Logement social : la vérité sur l'attribution des HLM aux étrangers en France
Avec plus de 2,6 millions de ménages en attente d'un logement social, la pression sur le parc HLM atteint un pic historique. Dans ce contexte tendu, la répartition des attributions selon la nationalité fait régulièrement l'objet de controverses politiques, obligeant les municipalités et l'État à clarifier leurs bilans statistiques.

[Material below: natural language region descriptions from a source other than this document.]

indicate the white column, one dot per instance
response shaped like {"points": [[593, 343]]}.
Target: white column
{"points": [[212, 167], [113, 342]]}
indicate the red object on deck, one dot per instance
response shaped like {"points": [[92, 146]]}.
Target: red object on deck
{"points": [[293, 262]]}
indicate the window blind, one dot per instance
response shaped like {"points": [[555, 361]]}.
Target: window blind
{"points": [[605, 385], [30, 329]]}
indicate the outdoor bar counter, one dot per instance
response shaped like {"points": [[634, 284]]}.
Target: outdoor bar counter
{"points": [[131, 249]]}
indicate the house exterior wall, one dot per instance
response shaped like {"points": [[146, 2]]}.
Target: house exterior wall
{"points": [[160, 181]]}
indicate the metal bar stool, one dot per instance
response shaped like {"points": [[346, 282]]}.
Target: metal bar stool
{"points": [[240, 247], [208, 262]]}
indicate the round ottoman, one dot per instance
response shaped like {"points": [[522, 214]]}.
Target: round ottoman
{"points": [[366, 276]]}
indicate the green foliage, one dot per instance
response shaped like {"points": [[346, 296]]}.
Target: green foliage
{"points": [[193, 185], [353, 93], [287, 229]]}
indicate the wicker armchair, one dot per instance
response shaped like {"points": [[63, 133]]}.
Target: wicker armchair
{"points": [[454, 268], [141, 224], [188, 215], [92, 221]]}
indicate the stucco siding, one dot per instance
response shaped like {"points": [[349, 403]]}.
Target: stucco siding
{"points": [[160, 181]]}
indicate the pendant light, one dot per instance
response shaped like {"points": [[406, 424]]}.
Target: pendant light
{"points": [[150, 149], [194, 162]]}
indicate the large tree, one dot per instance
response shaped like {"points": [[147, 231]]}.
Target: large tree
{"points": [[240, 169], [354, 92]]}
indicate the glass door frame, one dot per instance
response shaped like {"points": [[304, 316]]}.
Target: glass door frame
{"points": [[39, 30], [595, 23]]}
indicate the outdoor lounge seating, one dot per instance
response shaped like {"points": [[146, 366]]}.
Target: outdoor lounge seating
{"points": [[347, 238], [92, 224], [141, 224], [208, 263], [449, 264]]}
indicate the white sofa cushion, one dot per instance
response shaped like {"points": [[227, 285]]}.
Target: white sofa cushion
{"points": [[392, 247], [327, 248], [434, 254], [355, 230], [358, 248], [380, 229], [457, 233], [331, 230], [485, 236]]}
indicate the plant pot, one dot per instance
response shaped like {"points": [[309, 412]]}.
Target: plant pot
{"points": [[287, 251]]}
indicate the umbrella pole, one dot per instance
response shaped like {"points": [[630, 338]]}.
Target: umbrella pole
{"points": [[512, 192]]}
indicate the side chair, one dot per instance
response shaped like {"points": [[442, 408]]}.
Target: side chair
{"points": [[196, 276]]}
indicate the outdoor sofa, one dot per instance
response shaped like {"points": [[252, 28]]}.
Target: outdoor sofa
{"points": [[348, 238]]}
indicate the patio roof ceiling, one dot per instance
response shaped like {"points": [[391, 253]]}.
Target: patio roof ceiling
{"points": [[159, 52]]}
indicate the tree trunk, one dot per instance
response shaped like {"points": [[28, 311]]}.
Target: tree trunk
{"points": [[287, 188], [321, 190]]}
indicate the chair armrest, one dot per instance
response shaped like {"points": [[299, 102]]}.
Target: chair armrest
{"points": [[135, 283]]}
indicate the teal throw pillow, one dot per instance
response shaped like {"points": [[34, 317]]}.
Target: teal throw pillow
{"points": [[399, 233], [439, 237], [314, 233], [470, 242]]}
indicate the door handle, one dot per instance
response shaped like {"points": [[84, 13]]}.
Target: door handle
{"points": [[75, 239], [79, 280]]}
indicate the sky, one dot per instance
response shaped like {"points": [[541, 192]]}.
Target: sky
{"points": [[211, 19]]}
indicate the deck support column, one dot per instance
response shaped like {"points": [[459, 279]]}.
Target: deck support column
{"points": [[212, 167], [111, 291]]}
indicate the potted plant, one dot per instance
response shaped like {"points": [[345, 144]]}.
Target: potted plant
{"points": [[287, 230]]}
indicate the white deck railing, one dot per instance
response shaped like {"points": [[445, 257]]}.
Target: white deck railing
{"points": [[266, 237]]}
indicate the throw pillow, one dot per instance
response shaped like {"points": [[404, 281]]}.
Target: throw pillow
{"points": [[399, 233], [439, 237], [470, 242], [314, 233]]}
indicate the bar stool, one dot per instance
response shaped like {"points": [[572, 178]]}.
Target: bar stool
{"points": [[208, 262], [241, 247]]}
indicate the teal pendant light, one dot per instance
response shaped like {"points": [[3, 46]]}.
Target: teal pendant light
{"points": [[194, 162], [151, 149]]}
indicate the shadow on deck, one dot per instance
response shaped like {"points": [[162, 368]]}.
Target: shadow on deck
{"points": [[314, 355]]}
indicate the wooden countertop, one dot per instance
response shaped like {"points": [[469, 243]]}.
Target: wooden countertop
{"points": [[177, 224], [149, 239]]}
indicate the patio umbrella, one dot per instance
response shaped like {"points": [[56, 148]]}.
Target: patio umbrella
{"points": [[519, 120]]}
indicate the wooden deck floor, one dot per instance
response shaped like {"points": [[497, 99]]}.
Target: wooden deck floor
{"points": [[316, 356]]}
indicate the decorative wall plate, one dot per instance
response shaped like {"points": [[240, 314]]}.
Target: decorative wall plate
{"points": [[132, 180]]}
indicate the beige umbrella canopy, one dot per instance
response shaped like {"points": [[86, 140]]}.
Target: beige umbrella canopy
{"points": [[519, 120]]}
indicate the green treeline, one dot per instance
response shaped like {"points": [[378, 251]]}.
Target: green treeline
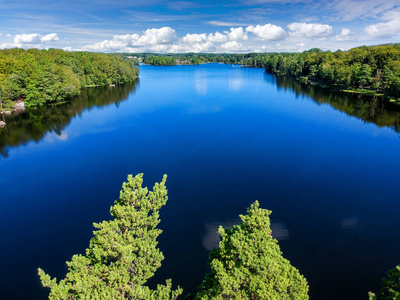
{"points": [[371, 70], [159, 60], [44, 76], [35, 123], [123, 255]]}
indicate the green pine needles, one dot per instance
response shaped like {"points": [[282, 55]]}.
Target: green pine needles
{"points": [[249, 265], [390, 289], [123, 253]]}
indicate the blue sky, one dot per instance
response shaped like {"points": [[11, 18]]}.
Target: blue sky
{"points": [[198, 26]]}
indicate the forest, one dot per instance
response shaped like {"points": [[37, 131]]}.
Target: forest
{"points": [[123, 255], [38, 77], [373, 70]]}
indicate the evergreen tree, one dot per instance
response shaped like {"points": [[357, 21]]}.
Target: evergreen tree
{"points": [[390, 286], [249, 265], [123, 253]]}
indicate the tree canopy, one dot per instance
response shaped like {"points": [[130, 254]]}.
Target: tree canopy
{"points": [[249, 264], [123, 253], [43, 76]]}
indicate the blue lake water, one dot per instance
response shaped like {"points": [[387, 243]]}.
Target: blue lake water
{"points": [[325, 163]]}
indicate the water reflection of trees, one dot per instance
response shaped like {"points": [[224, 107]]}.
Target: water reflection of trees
{"points": [[34, 124], [369, 109]]}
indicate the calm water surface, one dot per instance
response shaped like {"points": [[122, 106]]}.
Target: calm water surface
{"points": [[226, 137]]}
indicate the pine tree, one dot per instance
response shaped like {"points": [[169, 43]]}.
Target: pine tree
{"points": [[249, 265], [390, 286], [123, 253]]}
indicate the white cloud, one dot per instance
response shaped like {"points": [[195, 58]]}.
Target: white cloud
{"points": [[268, 32], [33, 38], [232, 46], [311, 30], [195, 38], [225, 24], [217, 37], [237, 34], [150, 39], [345, 35], [49, 38], [300, 47], [203, 37], [349, 10], [156, 36], [390, 28], [384, 29]]}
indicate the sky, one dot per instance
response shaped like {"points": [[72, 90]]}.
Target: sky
{"points": [[236, 26]]}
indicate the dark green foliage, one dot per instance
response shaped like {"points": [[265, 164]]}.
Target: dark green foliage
{"points": [[123, 253], [44, 76], [249, 265], [372, 69], [390, 286]]}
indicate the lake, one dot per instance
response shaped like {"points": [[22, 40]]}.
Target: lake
{"points": [[325, 163]]}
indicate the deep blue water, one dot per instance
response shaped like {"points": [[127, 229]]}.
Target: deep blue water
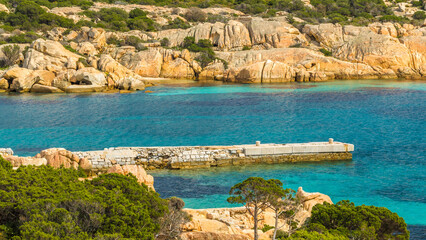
{"points": [[384, 119]]}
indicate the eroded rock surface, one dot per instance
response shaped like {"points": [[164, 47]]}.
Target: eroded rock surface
{"points": [[136, 170]]}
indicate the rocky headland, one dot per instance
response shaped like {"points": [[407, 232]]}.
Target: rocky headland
{"points": [[247, 49]]}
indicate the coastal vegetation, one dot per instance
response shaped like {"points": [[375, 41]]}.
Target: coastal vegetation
{"points": [[342, 220], [30, 15], [47, 203]]}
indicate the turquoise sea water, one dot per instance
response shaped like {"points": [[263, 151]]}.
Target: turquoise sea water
{"points": [[384, 119]]}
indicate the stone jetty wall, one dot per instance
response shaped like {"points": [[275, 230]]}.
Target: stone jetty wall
{"points": [[215, 156]]}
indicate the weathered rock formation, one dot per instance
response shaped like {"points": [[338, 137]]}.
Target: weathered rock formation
{"points": [[278, 52], [236, 223], [137, 171], [60, 157]]}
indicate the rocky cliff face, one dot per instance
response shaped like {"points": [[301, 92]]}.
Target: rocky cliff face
{"points": [[60, 157], [248, 50]]}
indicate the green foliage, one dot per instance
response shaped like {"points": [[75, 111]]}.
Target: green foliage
{"points": [[358, 222], [171, 223], [417, 3], [326, 52], [47, 203], [119, 20], [204, 47], [393, 18], [11, 53], [303, 234], [115, 41], [256, 194], [29, 15]]}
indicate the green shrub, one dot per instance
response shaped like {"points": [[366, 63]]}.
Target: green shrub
{"points": [[177, 23], [115, 41], [358, 222], [46, 203], [393, 18], [11, 53]]}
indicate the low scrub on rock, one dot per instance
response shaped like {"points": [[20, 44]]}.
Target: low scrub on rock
{"points": [[344, 220], [47, 203]]}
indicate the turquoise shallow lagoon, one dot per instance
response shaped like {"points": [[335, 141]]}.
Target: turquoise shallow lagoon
{"points": [[384, 119]]}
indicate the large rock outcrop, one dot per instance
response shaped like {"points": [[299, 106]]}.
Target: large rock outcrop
{"points": [[22, 79], [25, 161], [236, 223], [60, 157], [54, 157], [236, 34], [136, 170], [307, 202], [164, 63], [49, 55]]}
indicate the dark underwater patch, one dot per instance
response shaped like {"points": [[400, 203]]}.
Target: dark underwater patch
{"points": [[186, 187]]}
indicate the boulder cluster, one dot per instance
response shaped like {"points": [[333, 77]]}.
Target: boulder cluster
{"points": [[60, 157], [247, 50]]}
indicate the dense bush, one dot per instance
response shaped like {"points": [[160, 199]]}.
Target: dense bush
{"points": [[356, 222], [11, 54], [119, 20], [29, 15], [204, 47], [177, 23], [44, 203]]}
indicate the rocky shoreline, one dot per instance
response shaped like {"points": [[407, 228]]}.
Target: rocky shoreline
{"points": [[247, 49]]}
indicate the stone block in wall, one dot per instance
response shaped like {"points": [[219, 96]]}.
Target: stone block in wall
{"points": [[305, 148], [283, 150], [250, 151]]}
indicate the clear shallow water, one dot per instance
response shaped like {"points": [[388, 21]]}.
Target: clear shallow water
{"points": [[384, 119]]}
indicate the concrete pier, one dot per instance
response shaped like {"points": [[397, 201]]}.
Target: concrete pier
{"points": [[215, 156]]}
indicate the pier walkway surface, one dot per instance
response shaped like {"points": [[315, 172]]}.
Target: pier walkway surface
{"points": [[184, 157]]}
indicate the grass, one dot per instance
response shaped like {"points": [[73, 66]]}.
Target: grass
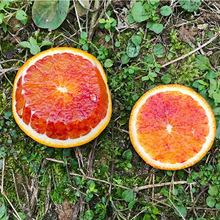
{"points": [[106, 179]]}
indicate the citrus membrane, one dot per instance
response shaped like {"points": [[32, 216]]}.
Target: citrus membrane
{"points": [[61, 97], [172, 127]]}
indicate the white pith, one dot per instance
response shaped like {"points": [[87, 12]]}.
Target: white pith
{"points": [[140, 149], [43, 137]]}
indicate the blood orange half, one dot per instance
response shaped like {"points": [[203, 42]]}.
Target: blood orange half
{"points": [[61, 97], [172, 127]]}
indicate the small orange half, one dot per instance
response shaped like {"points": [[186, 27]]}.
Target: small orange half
{"points": [[61, 97], [172, 127]]}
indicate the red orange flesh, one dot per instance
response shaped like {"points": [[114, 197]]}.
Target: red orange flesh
{"points": [[172, 125], [62, 96]]}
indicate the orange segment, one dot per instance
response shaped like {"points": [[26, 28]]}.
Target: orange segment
{"points": [[172, 127], [61, 96]]}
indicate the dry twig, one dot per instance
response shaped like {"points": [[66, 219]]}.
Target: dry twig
{"points": [[193, 51]]}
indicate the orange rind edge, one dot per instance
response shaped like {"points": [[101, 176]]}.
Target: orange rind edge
{"points": [[203, 151], [53, 142]]}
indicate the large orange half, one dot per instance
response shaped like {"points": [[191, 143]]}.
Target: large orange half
{"points": [[61, 97], [172, 127]]}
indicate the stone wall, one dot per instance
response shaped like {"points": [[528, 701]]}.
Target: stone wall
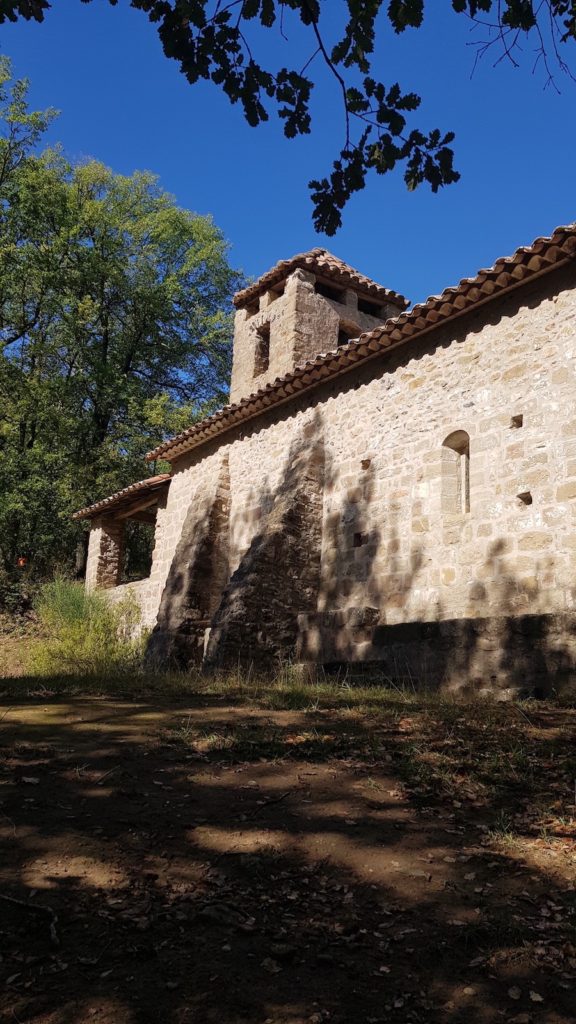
{"points": [[394, 542]]}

Une demande nationale à des niveaux historiques
Le pays traverse une crise immobilière qui paralyse la rotation dans le parc social. Selon les données publiées par l'Union sociale pour l'habitat (USH), la barre des 2,6 millions de demandeurs a été franchie en 2024, marquant une hausse continue depuis plus de dix ans. Cette saturation allonge drastiquement les délais d'attente pour l'ensemble des foyers, qu'ils soient français ou étrangers en situation régulière. Le ministère de la Transition écologique et de la Cohésion des territoires rappelle systématiquement que l'accès au parc social est strictement conditionné à des plafonds de ressources et à la présentation d'un titre de séjour valide. Ces règles de droit commun écartent les rumeurs d'une priorité accordée de manière discrétionnaire par les bailleurs.
Les chiffres de Nantes, Rennes et Strasbourg décryptés
Certaines métropoles font face à des polémiques récurrentes sur les réseaux sociaux. À Nantes, le chiffre de 55 % d'attributions à des ménages étrangers a récemment fait grand bruit. D'après les vérifications effectuées par le quotidien Presse Océan, cette donnée a été sortie de son contexte : elle concernait spécifiquement le contingent préfectoral d'urgence sur une année donnée, et non l'ensemble des attributions de la métropole. Des dynamiques similaires s'observent à Rennes et Strasbourg. Les observatoires locaux du logement de ces agglomérations précisent que les attributions reflètent strictement la géographie de la précarité urbaine. Les statistiques de l'Insee montrent que les populations immigrées sont davantage frappées par le mal-logement et les faibles revenus. Par conséquent, elles remplissent plus rapidement les critères de priorité sociale définis par la loi.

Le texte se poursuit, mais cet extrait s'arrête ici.